Büyük büyük konuşuyorum, yok artık kitaplardan etkilenmeyecekmişim yok artık dışardan bakarak okuyabiliyormuşum. Sonra bir kitap bir yazar çıkıyor bu dediklerimin hepsini unutuyorum. Vüs'at O. Bener beni aldı, yerden yere çarptı, hala da süründürüyor. Sanki yazmak istediklerimi almış yazmış, başka hikayelerin arasından çıkıp gelip benim kalbimi mengeneyle sıkıştırmış gibi. Soğukalgınlığım geçmiyor bir türlü. Kitap hakkında atıp tutamayacağım, Bay Muannit Sahtegi'nin notlarıyla başladım, galiba adı Murakami'yi çağrıştırdı. Safım ben, Murakami de kimmiş? O günden beri diğer kitaplarının arasında kayboldum, hepsi ayrı bir tarafımdan tuttu çekiyor. Buzul çağının virüsü mü yoksa Dost Yaşamasız mı bilmiyorum ama en çok Buzul Çağının Virüsü. "Sana yirmi beş yaş dayanılmaz haşarılığını kanıtlayan yazılarından kopya ettiğim bir kaçını gönderiyorum." "Hep kıskandın kendini, kendinden canım aptalım benim. Sen hep yanılgı ve yenilgilerden oluştuğun için yaşayabilensin!" İyi ki bu metinlere üniversite zamanımda rastlamadım. Şimdi bile bu kadar çarpıldıysam o zaman kimbilir nasıl olurdum." Duyuyor musun Oğuz Atay!

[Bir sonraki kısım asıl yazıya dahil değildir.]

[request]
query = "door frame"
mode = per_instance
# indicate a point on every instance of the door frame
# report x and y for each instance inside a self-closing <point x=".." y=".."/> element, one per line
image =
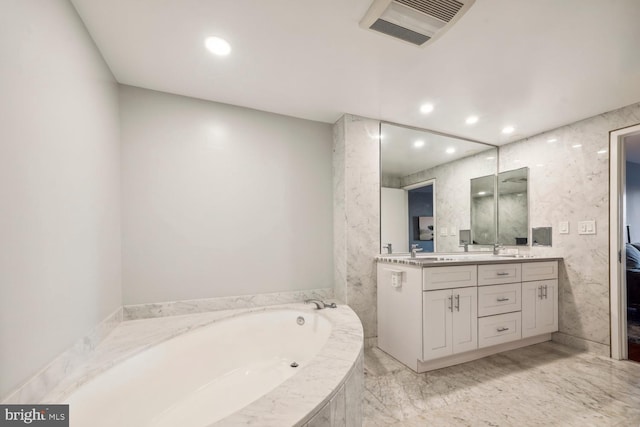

Çınar elli, kızdı mı kezzap gibi bakan, oysa iri çağla gözlü, kapılardan sığmaz güzel adamım! " Nefes nefese kalıyorum ben bu kitapları okurken çok yoruldum. Okuması anlaması zor diyorlar. Anlaması zor değil, sindirmesi zor. Çok yoruldum. Ben bu kitapların yorgunuyum. 

1 yorum:

  1. Vüs’at O. Bener bu yazıyı okumalıydı. Onun yazdıklarının sende yarattığı duyguları anlatman bir Vüs’at O. Bener betimlemesi güzelliğinde olmuş.